Nel 1977, Impastato fonda Radio Aut, un’emittente radiofonica autofinanziata di controinformazione. Attraverso la radio prende in giro e denuncia gli affari dei mafiosi di Cinisi e Terrasini, in particolare quelli del capomafia Gaetano Badalamenti, che aveva un ruolo di punta nei traffici internazionali di droga.

Il programma radiofonico più seguito era “Onda pazza”, trasmissione satirica in cui Impastato si prendeva gioco di mafiosi e politici in maniera dissacrante.

Morte di Peppino Impastato: l’omicidio a Cinisi

Nel 1978 il giornalista si candida alle elezioni comunali nella lista di Democrazia Proletaria. Riceve diverse minacce durante la campagna elettorale, ma continua per la sua strada senza tirarsi indietro.

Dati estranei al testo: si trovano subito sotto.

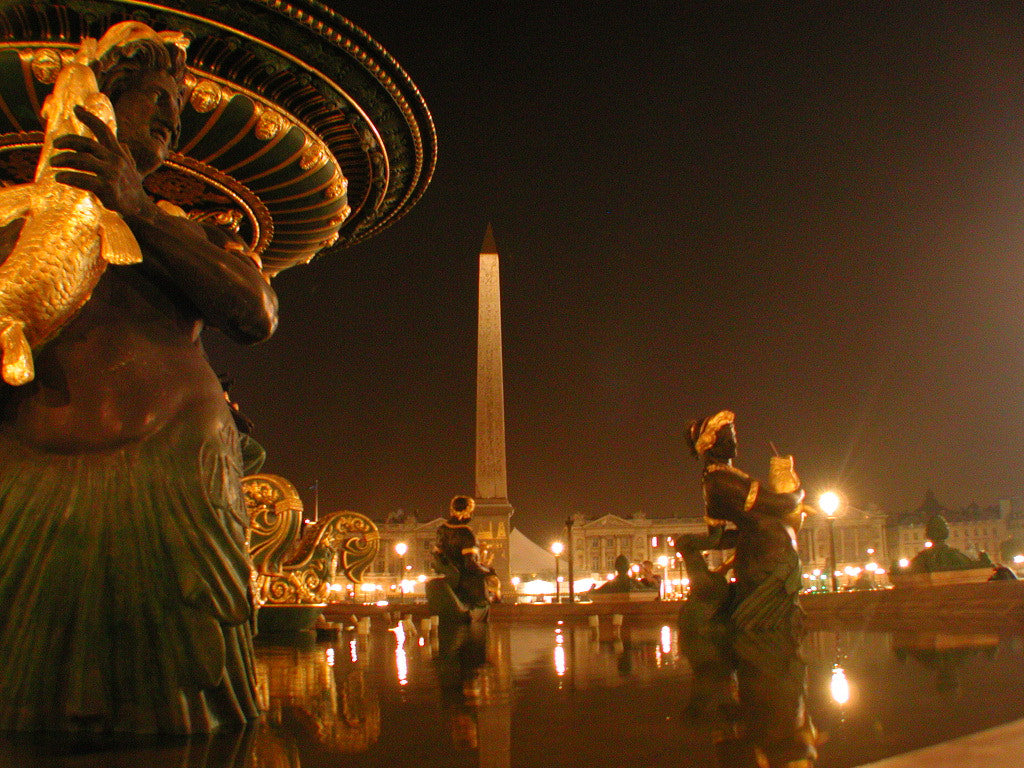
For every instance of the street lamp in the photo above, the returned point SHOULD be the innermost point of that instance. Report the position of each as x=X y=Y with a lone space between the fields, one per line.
x=828 y=502
x=556 y=550
x=663 y=560
x=400 y=549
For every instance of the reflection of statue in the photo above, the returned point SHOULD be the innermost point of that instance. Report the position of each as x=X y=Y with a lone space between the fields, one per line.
x=750 y=687
x=466 y=587
x=320 y=709
x=461 y=657
x=944 y=653
x=762 y=521
x=124 y=573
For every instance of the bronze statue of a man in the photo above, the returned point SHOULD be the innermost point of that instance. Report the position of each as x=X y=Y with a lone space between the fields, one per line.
x=124 y=573
x=763 y=520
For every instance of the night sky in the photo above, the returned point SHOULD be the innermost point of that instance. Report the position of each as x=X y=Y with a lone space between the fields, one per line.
x=812 y=217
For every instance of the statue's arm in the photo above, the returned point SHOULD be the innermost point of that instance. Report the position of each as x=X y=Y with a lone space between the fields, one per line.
x=224 y=285
x=731 y=494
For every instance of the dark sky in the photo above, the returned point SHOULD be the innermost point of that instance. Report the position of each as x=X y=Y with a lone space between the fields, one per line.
x=812 y=217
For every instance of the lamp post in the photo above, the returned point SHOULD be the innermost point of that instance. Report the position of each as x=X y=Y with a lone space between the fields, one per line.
x=556 y=550
x=400 y=549
x=663 y=560
x=568 y=534
x=828 y=502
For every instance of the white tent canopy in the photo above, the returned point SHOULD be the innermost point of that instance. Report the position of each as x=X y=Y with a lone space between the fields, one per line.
x=525 y=556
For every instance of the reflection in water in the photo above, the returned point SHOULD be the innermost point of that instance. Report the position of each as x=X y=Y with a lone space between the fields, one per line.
x=313 y=705
x=473 y=678
x=750 y=689
x=601 y=694
x=943 y=653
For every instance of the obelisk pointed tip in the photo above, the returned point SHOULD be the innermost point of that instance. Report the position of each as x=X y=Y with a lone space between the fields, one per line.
x=488 y=241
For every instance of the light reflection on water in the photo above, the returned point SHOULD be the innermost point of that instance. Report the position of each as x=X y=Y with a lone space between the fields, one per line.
x=570 y=694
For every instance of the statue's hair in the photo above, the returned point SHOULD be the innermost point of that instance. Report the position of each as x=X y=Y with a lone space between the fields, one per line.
x=462 y=507
x=120 y=69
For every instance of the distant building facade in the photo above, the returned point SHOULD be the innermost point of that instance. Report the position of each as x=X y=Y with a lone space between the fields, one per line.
x=973 y=529
x=861 y=538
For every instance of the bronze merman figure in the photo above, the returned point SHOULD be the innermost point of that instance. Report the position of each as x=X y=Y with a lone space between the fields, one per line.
x=465 y=587
x=758 y=520
x=124 y=572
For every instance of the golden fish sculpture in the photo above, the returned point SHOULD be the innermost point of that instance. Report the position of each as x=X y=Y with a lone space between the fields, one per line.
x=68 y=237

Viene assassinato brutalmente nella notte tra l’8 e il 9 maggio del 1978 per mezzo di una carica di tritolo posta sotto il suo corpo disteso sui binari della ferrovia Palermo-Trapani.

Lo stesso giorno, a Roma, viene rinvenuto il corpo di Aldo Moro ucciso dalle Brigate rosse e questa notizia relega in secondo piano quella della morte di Impastato.

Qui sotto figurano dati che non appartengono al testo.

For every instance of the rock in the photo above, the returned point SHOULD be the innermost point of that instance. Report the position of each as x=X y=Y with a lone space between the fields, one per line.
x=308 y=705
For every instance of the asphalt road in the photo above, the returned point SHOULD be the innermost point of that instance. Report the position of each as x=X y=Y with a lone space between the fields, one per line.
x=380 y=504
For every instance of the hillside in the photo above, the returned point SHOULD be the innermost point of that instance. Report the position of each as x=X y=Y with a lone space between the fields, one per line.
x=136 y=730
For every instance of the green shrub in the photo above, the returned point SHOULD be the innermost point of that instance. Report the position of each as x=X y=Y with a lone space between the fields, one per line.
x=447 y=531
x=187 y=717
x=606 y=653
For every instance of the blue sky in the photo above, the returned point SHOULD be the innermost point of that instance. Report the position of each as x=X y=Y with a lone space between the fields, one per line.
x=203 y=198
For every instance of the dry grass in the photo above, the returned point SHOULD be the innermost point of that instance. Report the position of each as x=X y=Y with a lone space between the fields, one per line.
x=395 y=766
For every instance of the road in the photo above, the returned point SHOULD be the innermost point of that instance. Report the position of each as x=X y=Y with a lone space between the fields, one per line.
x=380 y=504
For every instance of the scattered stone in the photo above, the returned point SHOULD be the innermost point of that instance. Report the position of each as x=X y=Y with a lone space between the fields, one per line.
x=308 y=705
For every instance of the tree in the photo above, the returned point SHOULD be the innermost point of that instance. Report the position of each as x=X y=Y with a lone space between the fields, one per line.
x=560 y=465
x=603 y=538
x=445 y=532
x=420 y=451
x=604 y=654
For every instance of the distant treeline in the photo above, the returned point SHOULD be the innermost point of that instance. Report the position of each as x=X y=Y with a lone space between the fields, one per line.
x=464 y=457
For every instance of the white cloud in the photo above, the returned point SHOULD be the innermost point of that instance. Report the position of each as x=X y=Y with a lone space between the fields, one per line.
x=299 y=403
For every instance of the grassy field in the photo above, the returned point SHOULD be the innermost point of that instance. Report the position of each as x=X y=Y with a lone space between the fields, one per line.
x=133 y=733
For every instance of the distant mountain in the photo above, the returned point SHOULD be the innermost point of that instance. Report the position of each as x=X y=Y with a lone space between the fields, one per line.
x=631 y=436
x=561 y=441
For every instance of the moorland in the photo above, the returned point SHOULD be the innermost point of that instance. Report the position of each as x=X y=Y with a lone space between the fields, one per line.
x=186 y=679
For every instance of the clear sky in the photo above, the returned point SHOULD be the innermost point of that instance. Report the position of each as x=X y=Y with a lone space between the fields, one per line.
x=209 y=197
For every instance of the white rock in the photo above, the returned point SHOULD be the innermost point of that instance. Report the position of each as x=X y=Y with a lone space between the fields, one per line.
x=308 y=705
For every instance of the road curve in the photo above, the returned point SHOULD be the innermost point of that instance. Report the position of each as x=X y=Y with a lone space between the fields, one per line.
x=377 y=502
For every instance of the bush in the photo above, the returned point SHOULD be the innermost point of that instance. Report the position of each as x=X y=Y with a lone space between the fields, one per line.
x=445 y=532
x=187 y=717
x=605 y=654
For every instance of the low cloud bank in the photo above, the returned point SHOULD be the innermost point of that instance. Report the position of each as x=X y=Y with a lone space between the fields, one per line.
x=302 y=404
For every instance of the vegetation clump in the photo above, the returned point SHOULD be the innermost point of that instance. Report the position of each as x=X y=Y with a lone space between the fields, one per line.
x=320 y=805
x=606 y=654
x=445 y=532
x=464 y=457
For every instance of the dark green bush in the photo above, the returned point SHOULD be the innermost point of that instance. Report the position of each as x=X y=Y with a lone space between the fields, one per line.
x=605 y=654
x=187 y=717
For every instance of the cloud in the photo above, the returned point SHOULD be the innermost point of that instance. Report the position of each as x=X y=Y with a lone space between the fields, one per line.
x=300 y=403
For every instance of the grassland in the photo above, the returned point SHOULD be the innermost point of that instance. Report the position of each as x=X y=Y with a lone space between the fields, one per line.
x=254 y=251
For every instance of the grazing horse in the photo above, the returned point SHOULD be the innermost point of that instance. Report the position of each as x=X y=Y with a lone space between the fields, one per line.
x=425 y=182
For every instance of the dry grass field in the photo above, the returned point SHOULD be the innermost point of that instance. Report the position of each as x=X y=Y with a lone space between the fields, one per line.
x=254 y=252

Le forze dell’ordine insieme alla magistratura e alla stampa parlano di atto terroristico in cui l’attentatore sarebbe rimasto vittima: la dinamica dell’omicidio studiata dagli assassini di Impastato aveva portato a pensare ad un fallito attentato suicida.

Soltanto grazie alla determinazione della madre di Peppino, Felicia Bartolotta, e del fratello Giovanni, nel 1984 riesce ad emergere la matrice mafiosa dell’omicidio (attribuita però ad ignoti), riconosciuta anche dall’ufficio istruzione del tribunale di Palermo. Nonostante questo, nel 1992 i giudici decidono l’archiviazione del caso: il tribunale esclude la possibilità di individuare dei colpevoli, pur riconoscendo la matrice mafiosa del delitto.

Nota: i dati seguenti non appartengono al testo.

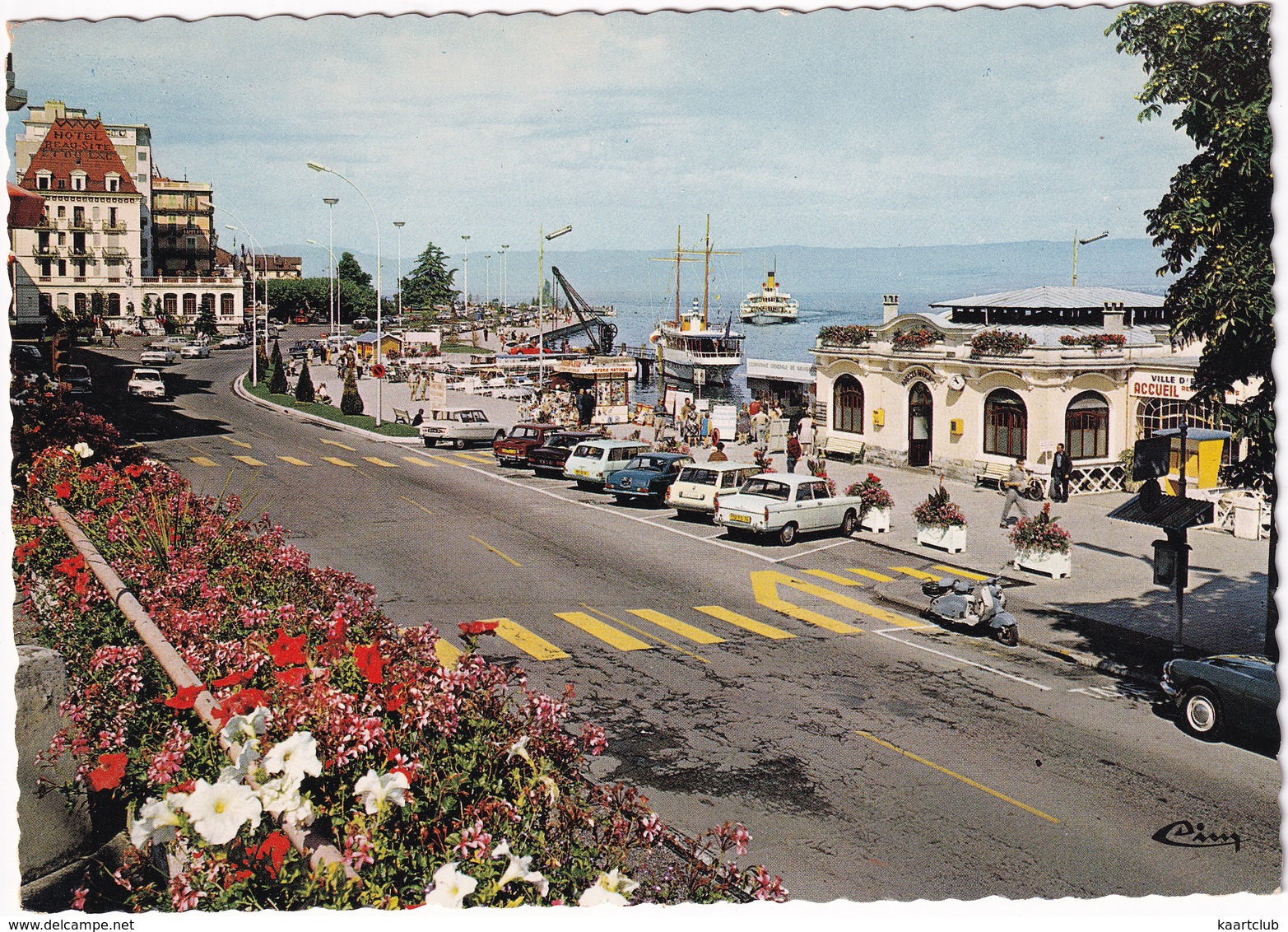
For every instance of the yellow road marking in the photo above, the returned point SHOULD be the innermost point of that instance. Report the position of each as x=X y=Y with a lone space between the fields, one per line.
x=961 y=572
x=832 y=578
x=959 y=776
x=870 y=574
x=914 y=574
x=606 y=633
x=495 y=551
x=648 y=635
x=764 y=587
x=447 y=653
x=743 y=622
x=526 y=641
x=677 y=626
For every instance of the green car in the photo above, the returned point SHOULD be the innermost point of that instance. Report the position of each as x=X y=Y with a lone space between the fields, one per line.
x=1225 y=692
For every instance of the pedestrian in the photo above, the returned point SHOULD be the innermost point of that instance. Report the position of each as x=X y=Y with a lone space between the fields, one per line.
x=793 y=453
x=1060 y=469
x=1011 y=485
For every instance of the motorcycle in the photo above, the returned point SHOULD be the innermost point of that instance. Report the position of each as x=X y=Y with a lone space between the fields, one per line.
x=980 y=605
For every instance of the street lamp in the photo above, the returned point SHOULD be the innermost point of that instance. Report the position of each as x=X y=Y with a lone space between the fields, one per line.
x=542 y=287
x=332 y=316
x=380 y=383
x=399 y=225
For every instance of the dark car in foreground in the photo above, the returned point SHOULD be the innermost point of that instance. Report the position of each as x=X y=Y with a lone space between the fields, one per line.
x=1222 y=694
x=551 y=458
x=647 y=476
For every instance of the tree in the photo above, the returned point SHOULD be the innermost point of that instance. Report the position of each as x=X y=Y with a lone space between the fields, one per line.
x=1215 y=222
x=351 y=403
x=430 y=282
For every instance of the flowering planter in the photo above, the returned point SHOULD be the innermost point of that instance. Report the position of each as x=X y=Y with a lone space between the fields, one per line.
x=876 y=520
x=1050 y=562
x=952 y=538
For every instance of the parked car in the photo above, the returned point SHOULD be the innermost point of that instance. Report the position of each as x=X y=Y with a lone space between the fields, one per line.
x=549 y=459
x=157 y=357
x=513 y=449
x=697 y=489
x=592 y=460
x=647 y=476
x=147 y=383
x=1226 y=692
x=75 y=380
x=784 y=504
x=458 y=426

La riapertura del caso e la condanna dei colpevoli

Nel 1994 il Centro di documentazione dedicato a Peppino Impastato avanza la richiesta di riapertura del caso, associata a una petizione popolare. Nell’istanza si chiedeva di interrogare Salvatore Palazzolo, nuovo collaboratore di giustizia associato alla cosca mafiosa di Cinisi.

Nel 1996, le dichiarazioni di Palazzolo indicano Gaetano Badalamenti come il mandante dell’omicidio, insieme al braccio destro Vito Palazzolo. L’inchiesta viene ufficialmente riaperta e nel 1997 Badalamenti viene arrestato.

Nel 2001 la corte d’assise di Palermo condanna Palazzolo a 30 anni di carcere per l’omicidio di Impastato.

L’11 aprile 2002 Gaetano Badalamenti viene condannato all’ergastolo per essere il mandante del delitto.